Diana Al Hadid: Cultural Ruins
05/09/2016 - 07/24/2016
The sculptures and paintings of Syrian-born Al-Hadid (1981 – ) appear to be trapped in an eternal moment of precariousness and decay. Inspired by historical forms from art and architecture, Al-Hadid’s highly material works are charged with drips, textures, patterns, and ornaments that recall Arabic calligraphy and Islamic textile patterns. Yet through their ruinous quality, they simultaneously evoke absence.
The works have been described as metaphorical “bridges” between the past and the present, as well as cultural bridges between the Middle Eastern world of Al-Hadid’s early childhood and the Western world she now inhabits.

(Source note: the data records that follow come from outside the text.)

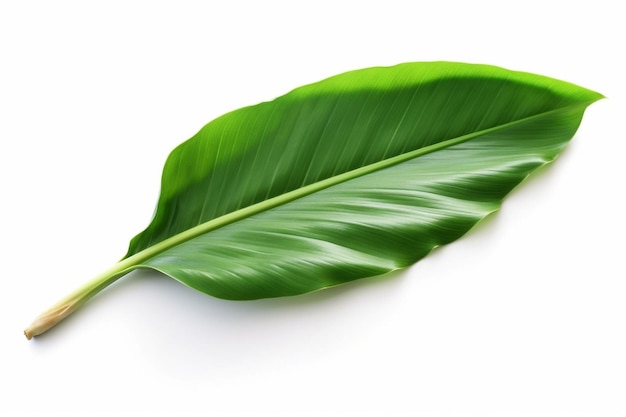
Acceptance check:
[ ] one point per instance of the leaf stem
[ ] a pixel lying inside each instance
(68, 305)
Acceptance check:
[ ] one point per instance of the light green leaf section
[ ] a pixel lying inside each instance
(354, 176)
(350, 177)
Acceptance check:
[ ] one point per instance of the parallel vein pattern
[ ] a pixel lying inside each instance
(464, 136)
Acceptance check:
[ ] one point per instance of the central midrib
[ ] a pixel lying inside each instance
(232, 217)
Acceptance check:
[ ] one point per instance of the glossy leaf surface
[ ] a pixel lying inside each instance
(354, 176)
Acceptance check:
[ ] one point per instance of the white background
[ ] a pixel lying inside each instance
(524, 316)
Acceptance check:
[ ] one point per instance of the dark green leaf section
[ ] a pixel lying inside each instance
(410, 157)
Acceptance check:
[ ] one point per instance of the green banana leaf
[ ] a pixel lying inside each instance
(350, 177)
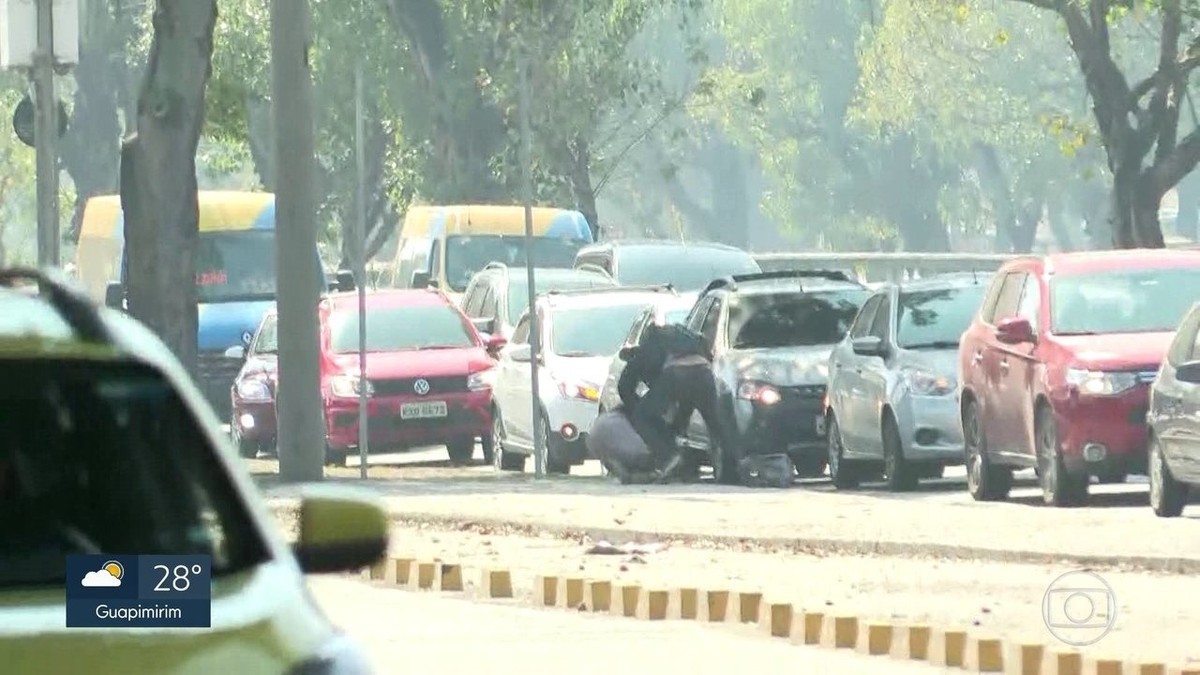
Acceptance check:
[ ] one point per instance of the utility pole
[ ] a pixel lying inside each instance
(360, 267)
(46, 136)
(539, 437)
(299, 286)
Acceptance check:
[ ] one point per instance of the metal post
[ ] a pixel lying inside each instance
(539, 437)
(360, 260)
(46, 136)
(301, 425)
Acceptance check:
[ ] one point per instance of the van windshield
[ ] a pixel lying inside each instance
(468, 255)
(235, 266)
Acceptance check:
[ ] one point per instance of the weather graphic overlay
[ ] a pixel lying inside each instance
(144, 591)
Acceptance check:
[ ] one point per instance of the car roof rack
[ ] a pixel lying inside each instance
(659, 288)
(72, 304)
(731, 282)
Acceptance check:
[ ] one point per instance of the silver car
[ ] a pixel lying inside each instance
(669, 310)
(892, 406)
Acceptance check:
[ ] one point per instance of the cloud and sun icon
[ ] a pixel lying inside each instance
(107, 577)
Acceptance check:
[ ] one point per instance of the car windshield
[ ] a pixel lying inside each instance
(936, 318)
(792, 320)
(685, 269)
(83, 470)
(519, 287)
(593, 332)
(235, 266)
(468, 255)
(268, 341)
(401, 329)
(1125, 300)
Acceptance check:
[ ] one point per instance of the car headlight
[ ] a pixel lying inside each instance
(760, 393)
(1099, 382)
(483, 380)
(348, 386)
(339, 656)
(581, 390)
(925, 383)
(253, 389)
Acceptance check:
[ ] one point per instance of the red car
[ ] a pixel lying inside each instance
(1055, 369)
(429, 375)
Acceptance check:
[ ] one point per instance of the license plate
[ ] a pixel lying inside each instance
(423, 410)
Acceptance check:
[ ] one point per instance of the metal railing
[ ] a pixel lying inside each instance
(885, 267)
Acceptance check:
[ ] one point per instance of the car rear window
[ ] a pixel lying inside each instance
(401, 329)
(684, 268)
(1123, 300)
(792, 320)
(594, 330)
(936, 317)
(106, 458)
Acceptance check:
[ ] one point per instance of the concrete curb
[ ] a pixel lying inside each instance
(796, 545)
(948, 647)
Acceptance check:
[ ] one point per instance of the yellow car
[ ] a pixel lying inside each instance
(108, 449)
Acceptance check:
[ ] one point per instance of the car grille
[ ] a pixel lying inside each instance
(805, 392)
(408, 386)
(216, 372)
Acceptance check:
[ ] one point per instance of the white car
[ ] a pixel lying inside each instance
(666, 311)
(580, 333)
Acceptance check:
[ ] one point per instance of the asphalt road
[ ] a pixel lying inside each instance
(407, 632)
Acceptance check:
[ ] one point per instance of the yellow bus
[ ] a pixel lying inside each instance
(447, 245)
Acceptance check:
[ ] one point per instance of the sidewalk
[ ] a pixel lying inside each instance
(1121, 531)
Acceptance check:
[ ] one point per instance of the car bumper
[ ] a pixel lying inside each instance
(570, 419)
(793, 425)
(930, 429)
(468, 416)
(1104, 432)
(255, 419)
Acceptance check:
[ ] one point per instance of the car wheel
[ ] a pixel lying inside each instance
(1168, 496)
(985, 482)
(900, 475)
(553, 464)
(501, 459)
(247, 449)
(843, 472)
(1060, 488)
(460, 451)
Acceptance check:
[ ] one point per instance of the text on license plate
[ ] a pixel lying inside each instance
(421, 410)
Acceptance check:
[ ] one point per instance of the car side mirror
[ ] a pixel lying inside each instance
(341, 530)
(1014, 330)
(868, 346)
(495, 344)
(114, 296)
(1188, 372)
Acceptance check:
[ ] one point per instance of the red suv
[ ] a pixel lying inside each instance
(1056, 366)
(429, 374)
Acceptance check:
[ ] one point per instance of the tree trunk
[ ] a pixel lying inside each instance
(159, 191)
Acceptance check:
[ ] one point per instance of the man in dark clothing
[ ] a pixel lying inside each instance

Al-Hadid received a BA in Art History and a BFA in sculpture from Kent State University and an MFA in sculpture from Virginia Commonwealth University. She later attended the Skowhegan School of Painting and Sculpture in Maine. Her work is included in the collections of The Whitney Museum, The Museum of Fine Arts, Houston, Weatherspoon Art Museum, and The Judith Rothschild Foundation, New York, among others. Al-Hadid has had solo exhibitions at the Secession in Vienna, Austria, Columbus College of Art and Design, Weatherspoon Art Museum, Virginia Museum of Fine Arts, Nasher Sculpture Center, Centro de Arte Contemporáneo, La Conservera, Nevada Museum of Art, and the Hammer Museum.